Mikaeel Kular: One of the biggest police missing person inquiries
- Published

Mikaeel's body was found in Kirkcaldy following a massive search operation
The disappearance and death of Mikaeel Kular shocked and united the people of Edinburgh in equal measure.
Few had any sense of the tragedy that was about to unfold when news first emerged that a three-year-old boy was missing from his home in the city.
Mikaeel's mother was said to be "distraught" as a major ground, air and sea search was launched for her son around the family's flat in Ferry Gait Crescent in the Drylaw area.
It was one of the biggest missing person inquiries Police Scotland had undertaken.
Rosdeep Adekoya had told police the toddler was last seen going to bed at about 21:00 on Wednesday, 15 January.
She claimed he was missing when she and her four other children, including Mikaeel's twin sister, woke the following day at 07:15.
Inundated by offers of help from neighbours, police began to form search parties to comb the area, with hundreds turning up to volunteer.

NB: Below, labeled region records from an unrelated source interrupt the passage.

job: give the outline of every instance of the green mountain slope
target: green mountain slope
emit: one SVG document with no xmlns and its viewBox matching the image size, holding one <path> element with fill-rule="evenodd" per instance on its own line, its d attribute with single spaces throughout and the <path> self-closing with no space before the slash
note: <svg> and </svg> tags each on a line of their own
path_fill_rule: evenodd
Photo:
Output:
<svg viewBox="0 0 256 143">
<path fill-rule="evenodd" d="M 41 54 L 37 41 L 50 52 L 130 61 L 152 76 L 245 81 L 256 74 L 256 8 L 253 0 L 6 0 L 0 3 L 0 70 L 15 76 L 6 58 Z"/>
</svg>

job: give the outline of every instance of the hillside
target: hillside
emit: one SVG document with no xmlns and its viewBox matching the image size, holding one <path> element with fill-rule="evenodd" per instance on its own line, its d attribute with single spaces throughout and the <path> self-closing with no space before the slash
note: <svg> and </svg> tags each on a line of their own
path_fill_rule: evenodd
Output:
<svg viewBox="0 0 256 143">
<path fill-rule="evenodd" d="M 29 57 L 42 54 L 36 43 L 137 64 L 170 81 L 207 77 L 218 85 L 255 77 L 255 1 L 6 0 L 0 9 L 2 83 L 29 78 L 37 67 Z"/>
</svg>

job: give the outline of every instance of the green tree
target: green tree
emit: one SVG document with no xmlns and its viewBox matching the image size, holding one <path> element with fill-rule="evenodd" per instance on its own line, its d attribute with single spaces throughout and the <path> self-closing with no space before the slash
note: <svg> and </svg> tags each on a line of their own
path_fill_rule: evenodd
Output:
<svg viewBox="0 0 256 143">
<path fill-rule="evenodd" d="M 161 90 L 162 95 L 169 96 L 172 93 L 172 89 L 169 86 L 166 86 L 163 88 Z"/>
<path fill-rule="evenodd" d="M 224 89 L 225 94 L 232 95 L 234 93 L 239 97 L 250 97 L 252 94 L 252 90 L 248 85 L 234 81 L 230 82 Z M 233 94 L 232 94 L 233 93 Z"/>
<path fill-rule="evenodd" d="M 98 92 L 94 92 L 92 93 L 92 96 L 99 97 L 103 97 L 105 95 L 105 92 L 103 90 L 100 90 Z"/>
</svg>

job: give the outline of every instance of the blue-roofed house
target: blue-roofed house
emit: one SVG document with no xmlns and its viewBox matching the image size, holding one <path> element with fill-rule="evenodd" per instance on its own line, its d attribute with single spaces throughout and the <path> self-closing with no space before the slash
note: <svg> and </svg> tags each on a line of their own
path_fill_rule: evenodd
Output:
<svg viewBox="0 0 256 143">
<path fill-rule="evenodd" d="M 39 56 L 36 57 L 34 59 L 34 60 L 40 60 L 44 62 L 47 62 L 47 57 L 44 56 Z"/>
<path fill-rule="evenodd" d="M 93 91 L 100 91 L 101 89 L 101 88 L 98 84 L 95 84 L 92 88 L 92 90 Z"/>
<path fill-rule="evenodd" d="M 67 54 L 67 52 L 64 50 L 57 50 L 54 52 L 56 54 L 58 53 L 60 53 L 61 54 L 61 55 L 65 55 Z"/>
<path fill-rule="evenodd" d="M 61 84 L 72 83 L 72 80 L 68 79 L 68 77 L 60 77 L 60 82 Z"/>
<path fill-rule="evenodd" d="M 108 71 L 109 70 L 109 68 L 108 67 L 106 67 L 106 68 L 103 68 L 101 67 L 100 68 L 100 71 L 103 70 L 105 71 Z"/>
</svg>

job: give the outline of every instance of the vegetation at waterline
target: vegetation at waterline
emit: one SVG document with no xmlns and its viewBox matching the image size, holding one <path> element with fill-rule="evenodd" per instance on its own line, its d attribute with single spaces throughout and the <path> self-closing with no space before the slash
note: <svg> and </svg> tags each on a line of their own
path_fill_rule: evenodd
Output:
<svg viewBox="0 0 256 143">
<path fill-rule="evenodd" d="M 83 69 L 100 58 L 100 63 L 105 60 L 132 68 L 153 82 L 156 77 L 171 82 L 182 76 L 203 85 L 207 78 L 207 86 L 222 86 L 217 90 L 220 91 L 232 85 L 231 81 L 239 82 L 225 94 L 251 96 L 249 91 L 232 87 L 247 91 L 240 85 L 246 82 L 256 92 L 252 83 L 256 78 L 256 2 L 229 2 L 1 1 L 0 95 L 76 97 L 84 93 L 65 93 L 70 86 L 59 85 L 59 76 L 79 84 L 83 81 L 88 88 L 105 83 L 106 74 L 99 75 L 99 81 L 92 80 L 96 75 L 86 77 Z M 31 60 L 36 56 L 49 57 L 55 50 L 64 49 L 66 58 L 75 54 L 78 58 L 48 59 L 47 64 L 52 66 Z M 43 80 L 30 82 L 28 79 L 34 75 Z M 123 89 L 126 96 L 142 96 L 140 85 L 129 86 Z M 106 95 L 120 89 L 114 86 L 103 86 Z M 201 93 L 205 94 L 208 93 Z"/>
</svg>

Hundreds of people joined the search for Mikaeel Kular

The volunteers joined hundreds of officers in the hunt, alongside coastguard and lifeboat teams, helicopters, search dogs and the emergency services.
Assistant Chief Constable Malcolm Graham, of Police Scotland, said: "During the initial stages of the inquiry... the local community assisted us greatly in the search.
"What followed was an incredible level of support and assistance to one of the biggest missing person inquiries Police Scotland has undertaken."
However, as the second day of the search wore on with no confirmed sightings, the sense of unease surrounding the circumstances of Mikaeel's disappearance began to grow.
It emerged he had not been seen at his nursery since the Christmas break because he had been ill.
'Angry people'
In the early hours of Saturday it was revealed Mikaeel's body was found in Fife shortly before midnight and a person had been detained.
That person was soon revealed to be Adekoya, who would by the end of the day be arrested and charged over the death of her son.
Police sealed off a house in Kirkcaldy's Dunvegan Avenue belonging to Mikaeel's aunt, Adekoya's sister.
Hundreds attended a memorial service held at the city's Muirhouse St Andrew's Church.
Neighbour Paul Cairns, 46, who was involved in the search for Mikaeel, said he did not know the accused.
"She was really quiet, she stayed opposite us," he said.

Rosdeep Adekoya's lawyer said she had a number of "underlying problems"
"We used to just see the wee boy sitting up at the window, playing with his toys."
He went on: "The whole community came together (to search) and then to be told that he had been killed... There would be a lot of angry people out there. I know that I'm one of them.
"The wee lad never had a chance to start off with. I think the kids should have been kept away from her (Adekoya)."
His daughter, Shannon Cairns, 17, said she felt sickened by the events.
"It's horrible. There's no words to describe how I feel," she said.
'Truly tragic'
The teenager told how she searched parks, fields and woods for the young boy.
Of Adekoya, she said: "She could still have got help. There's no reason not to have got help."
At the High Court in Edinburgh on Friday, Adekoya admitted killing her son and hiding his body in a suitcase behind her sister's house in Kirkcaldy.
Defence QC Brian McConnachie said it was a "truly tragic" case.
He also pointed to the tragedy faced by the boy's father and the "extraordinarily difficult" time for Adekoya's family.
The lawyer also described the case as a tragedy for Adekoya herself, telling the court: "Rosdeep Adekoya is not a monster."
"It would appear she has been a young mother with a number of underlying problems, which the court will hear about in due course, with five young children."